Corpos das vítimas da Chapecoense devem ir ao aeroporto em cortejo fúnebre

Pelas estimativas do diretor da funerária Jorge Escobar, entre oito e nove horas da manhã desta sexta-feira o trabalho de preparação será finalizado

Por O Dia

Chapecó - Uma grande homenagem vai sendo programada para receber as vítimas da tragédia que levou o mundo a ficar de luto e demonstrar solidariedade à Chapecoense. O velório coletivo dos corpos será realizado na Arena Condá, que certamente estará lotada para o último adeus aos ídolos da Chape.

A solenidade deve ser realizada ainda nesta semana, possivelmente sexta-feira ou sábado, mas depende da liberação dos corpos, que devem ser transportados num cortejo fúnebre, ainda na Colômbia. Após o processo de embalsamento e emissão dos certificados de óbito, todos devem seguir em carreata até uma base militar, para que possam voltar ao Brasil. Os carros devem conter decoração com o escudo da Chapecoense e a intenção é dar à população colombiana uma nova oportunidade de se prestar homenagens.

Após a chegada no Brasil, o plano é levar o corpo para a Arena Condá, em Chapecó. O estádio já começou a ser preparado para receber os torcedores e cidadãos que desejarem se despedir das vítimas da tragédia. Antes da cerimônia aberta a todos, os familiares e amigos mais próximos terão a oportunidade de participar de cerimônia particular, com duração de aproximadamente uma hora, segundo a Chapecoense.

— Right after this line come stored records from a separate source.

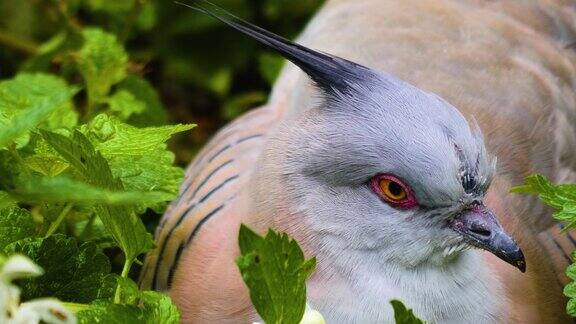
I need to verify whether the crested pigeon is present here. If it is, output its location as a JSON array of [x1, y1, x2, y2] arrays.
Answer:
[[141, 0, 576, 323]]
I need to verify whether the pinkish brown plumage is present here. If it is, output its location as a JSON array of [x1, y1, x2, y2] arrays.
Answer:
[[141, 0, 576, 323]]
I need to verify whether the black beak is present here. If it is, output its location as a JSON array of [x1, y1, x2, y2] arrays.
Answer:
[[448, 205, 526, 272]]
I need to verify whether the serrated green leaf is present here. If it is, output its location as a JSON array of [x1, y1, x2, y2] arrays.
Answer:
[[81, 115, 194, 211], [0, 206, 35, 251], [4, 234, 110, 303], [77, 288, 180, 324], [24, 155, 69, 177], [42, 131, 154, 262], [566, 298, 576, 317], [236, 225, 316, 324], [390, 299, 425, 324], [0, 73, 77, 148], [117, 75, 168, 127], [511, 174, 576, 230], [0, 190, 17, 209], [107, 90, 146, 121], [140, 291, 180, 324], [14, 176, 172, 205], [222, 91, 267, 120], [76, 301, 145, 324], [78, 28, 128, 105]]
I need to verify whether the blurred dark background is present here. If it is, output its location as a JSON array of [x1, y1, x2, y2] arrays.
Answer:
[[0, 0, 322, 166]]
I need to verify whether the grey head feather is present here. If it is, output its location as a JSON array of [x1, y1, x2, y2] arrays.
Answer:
[[181, 1, 493, 270]]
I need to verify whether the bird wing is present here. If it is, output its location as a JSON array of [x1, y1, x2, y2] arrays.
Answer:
[[140, 107, 278, 290]]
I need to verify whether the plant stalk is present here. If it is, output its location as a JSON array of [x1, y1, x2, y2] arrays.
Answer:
[[44, 203, 73, 238]]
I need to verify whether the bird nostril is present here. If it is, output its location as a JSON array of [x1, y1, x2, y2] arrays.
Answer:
[[470, 226, 492, 237]]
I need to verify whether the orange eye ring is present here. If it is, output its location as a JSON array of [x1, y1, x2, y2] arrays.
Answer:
[[369, 174, 417, 209], [378, 178, 408, 202]]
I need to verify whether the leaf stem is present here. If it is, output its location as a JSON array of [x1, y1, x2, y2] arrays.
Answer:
[[79, 213, 96, 240], [114, 259, 134, 304], [44, 203, 74, 238], [118, 0, 146, 43], [9, 143, 32, 177], [60, 302, 90, 314]]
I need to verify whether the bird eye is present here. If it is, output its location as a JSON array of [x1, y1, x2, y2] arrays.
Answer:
[[370, 174, 416, 208]]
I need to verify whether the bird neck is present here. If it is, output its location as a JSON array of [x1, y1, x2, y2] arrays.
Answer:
[[309, 250, 503, 323]]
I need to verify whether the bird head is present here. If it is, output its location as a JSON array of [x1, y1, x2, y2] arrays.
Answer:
[[186, 0, 525, 271]]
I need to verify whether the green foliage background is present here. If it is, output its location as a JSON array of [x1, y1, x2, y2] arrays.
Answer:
[[0, 0, 321, 323]]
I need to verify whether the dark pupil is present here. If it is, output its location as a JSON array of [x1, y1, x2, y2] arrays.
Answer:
[[388, 182, 404, 196]]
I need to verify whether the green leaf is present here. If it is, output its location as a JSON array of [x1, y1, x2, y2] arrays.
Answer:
[[82, 115, 194, 211], [117, 75, 168, 127], [511, 174, 576, 231], [77, 288, 180, 324], [76, 301, 145, 324], [78, 28, 128, 105], [0, 73, 77, 148], [0, 207, 35, 249], [42, 131, 154, 262], [0, 191, 17, 209], [390, 299, 425, 324], [107, 90, 146, 120], [141, 291, 180, 324], [236, 225, 316, 324], [24, 155, 69, 177], [13, 176, 172, 205], [4, 234, 110, 303]]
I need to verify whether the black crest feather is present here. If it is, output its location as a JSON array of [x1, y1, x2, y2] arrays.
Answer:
[[176, 0, 372, 92]]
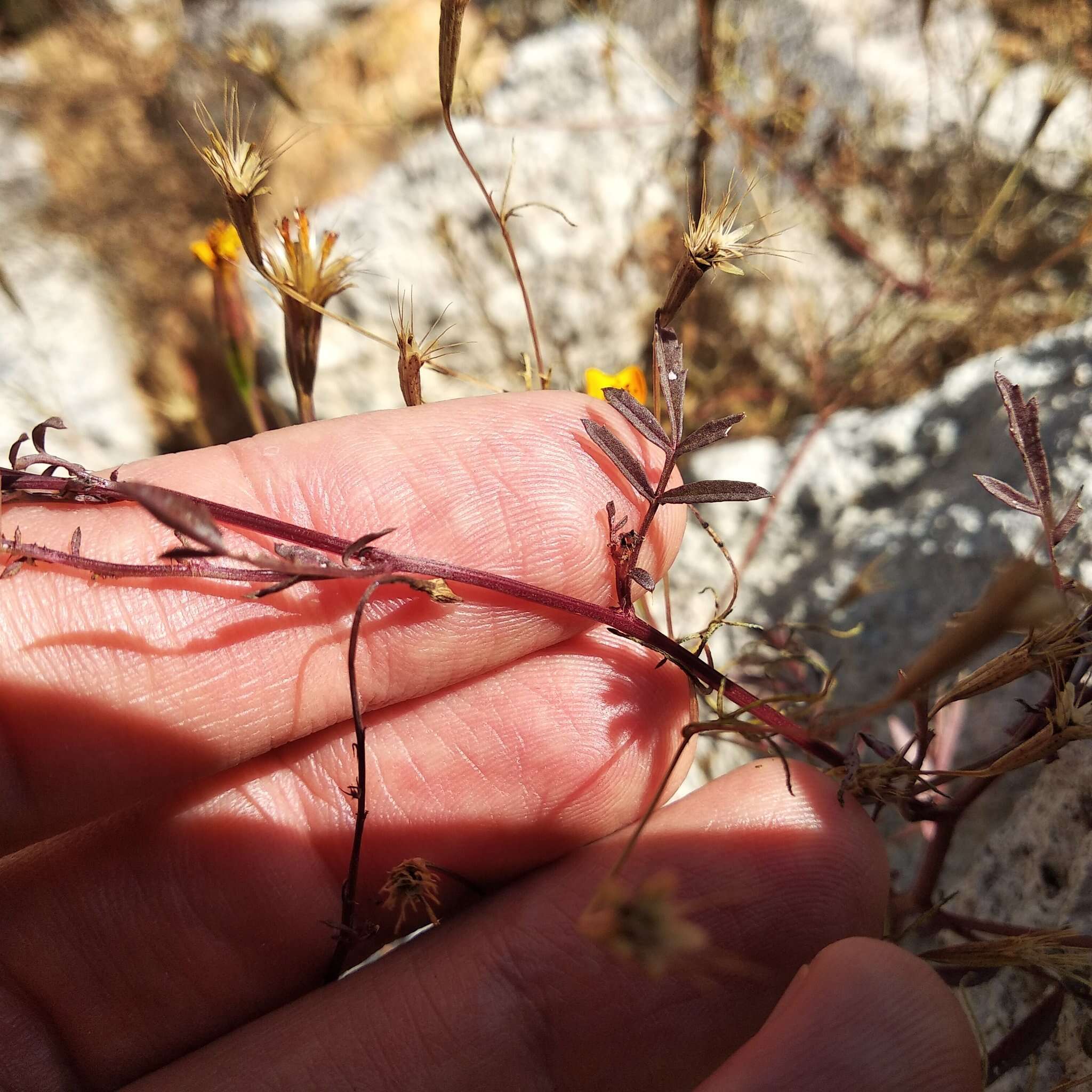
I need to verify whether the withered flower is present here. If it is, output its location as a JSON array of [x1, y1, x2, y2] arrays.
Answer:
[[190, 84, 279, 269], [227, 27, 299, 114], [379, 857, 440, 933], [660, 179, 778, 325], [391, 294, 455, 406], [576, 872, 709, 977], [190, 220, 266, 432], [266, 208, 353, 422], [440, 0, 468, 116]]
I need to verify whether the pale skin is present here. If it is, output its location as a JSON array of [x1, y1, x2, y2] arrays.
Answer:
[[0, 393, 981, 1092]]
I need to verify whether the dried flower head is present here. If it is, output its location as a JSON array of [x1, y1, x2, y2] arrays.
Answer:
[[227, 27, 283, 78], [266, 208, 353, 422], [391, 293, 455, 406], [660, 179, 778, 325], [440, 0, 468, 115], [929, 618, 1092, 718], [584, 365, 649, 405], [682, 181, 766, 276], [190, 220, 243, 271], [379, 857, 440, 933], [576, 872, 709, 977], [190, 84, 279, 269]]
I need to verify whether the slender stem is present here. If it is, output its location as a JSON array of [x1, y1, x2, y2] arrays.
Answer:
[[0, 468, 844, 767], [739, 405, 834, 572], [324, 584, 374, 983], [443, 108, 546, 389]]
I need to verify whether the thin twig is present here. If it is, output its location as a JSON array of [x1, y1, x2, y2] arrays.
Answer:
[[323, 584, 377, 983]]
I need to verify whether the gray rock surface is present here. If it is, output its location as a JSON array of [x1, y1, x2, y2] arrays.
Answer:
[[0, 106, 153, 466], [255, 21, 681, 416], [672, 321, 1092, 1092], [673, 323, 1092, 702]]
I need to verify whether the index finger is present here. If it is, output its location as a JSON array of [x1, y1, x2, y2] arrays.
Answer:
[[0, 392, 685, 849]]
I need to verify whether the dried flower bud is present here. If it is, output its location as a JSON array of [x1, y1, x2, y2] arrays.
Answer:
[[440, 0, 468, 114], [379, 857, 440, 933], [577, 872, 708, 977], [266, 208, 353, 422]]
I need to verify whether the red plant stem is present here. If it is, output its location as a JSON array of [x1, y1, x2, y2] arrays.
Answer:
[[443, 114, 546, 388], [0, 469, 845, 767]]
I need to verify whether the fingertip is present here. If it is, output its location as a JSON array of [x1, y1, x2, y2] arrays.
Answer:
[[700, 937, 982, 1092]]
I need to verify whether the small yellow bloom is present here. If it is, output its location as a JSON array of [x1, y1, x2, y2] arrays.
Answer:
[[190, 220, 243, 270], [584, 365, 649, 405]]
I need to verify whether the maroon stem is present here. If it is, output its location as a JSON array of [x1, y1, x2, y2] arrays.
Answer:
[[0, 468, 845, 767]]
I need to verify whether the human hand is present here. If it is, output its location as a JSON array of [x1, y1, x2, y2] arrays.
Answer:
[[0, 394, 981, 1092]]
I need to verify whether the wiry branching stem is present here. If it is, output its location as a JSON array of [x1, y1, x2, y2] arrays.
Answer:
[[443, 109, 546, 388], [324, 584, 376, 982], [0, 469, 844, 767]]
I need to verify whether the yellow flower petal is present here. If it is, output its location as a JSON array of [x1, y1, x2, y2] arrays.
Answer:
[[190, 220, 243, 270], [190, 239, 216, 270], [584, 365, 649, 405]]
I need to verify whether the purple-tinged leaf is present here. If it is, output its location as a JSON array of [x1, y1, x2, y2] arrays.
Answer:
[[987, 983, 1066, 1085], [581, 417, 652, 500], [30, 417, 68, 455], [1054, 486, 1085, 546], [603, 387, 672, 451], [678, 413, 747, 455], [342, 527, 394, 565], [660, 479, 770, 504], [7, 432, 29, 469], [994, 371, 1050, 519], [652, 322, 686, 446], [971, 474, 1039, 516], [118, 481, 227, 555]]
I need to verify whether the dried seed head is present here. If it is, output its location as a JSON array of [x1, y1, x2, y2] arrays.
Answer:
[[682, 182, 765, 276], [584, 365, 649, 405], [190, 220, 243, 272], [266, 208, 353, 422], [660, 179, 780, 325], [577, 872, 709, 977], [227, 28, 283, 78], [191, 85, 278, 269], [922, 929, 1092, 989], [929, 618, 1092, 718], [266, 208, 354, 308], [440, 0, 468, 114], [1046, 682, 1092, 738], [379, 857, 440, 933], [391, 293, 455, 406]]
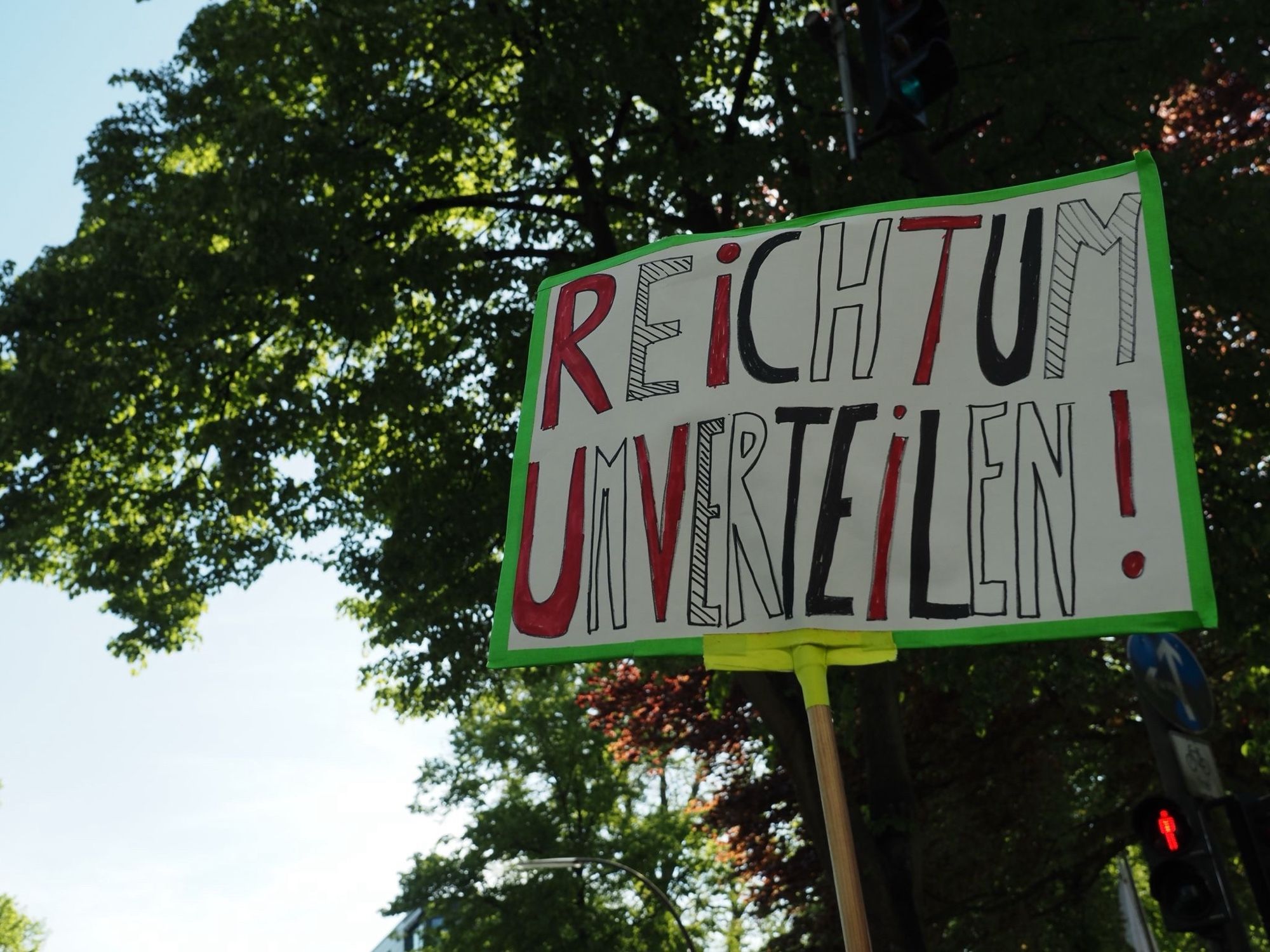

Michel Temer, presidente da República, que estará em Chapecó a partir dessa sexta-feira, segundo informações do governador de Santa Catarina, mas não deve ir à Arena Condá. Além disso, Gianni Infantino, presidente da FIFA, também estará presente. O mandatário cancelou compromissos e também já indicou que planeja fazer homenagens ao clube catarinense na cerimônia de entrega do prêmio de melhor do mundo, em janeiro.

O processo de identificação dos corpos já foi finalizado e o único impedimento para que o traslado para o Brasil seja efetuado é a liberação. Dos 64 brasileiros que voltarão ao país, apenas 10 tiveram seus corpos liberados, sob a justificativa de cuidados com a preservação de cada um deles.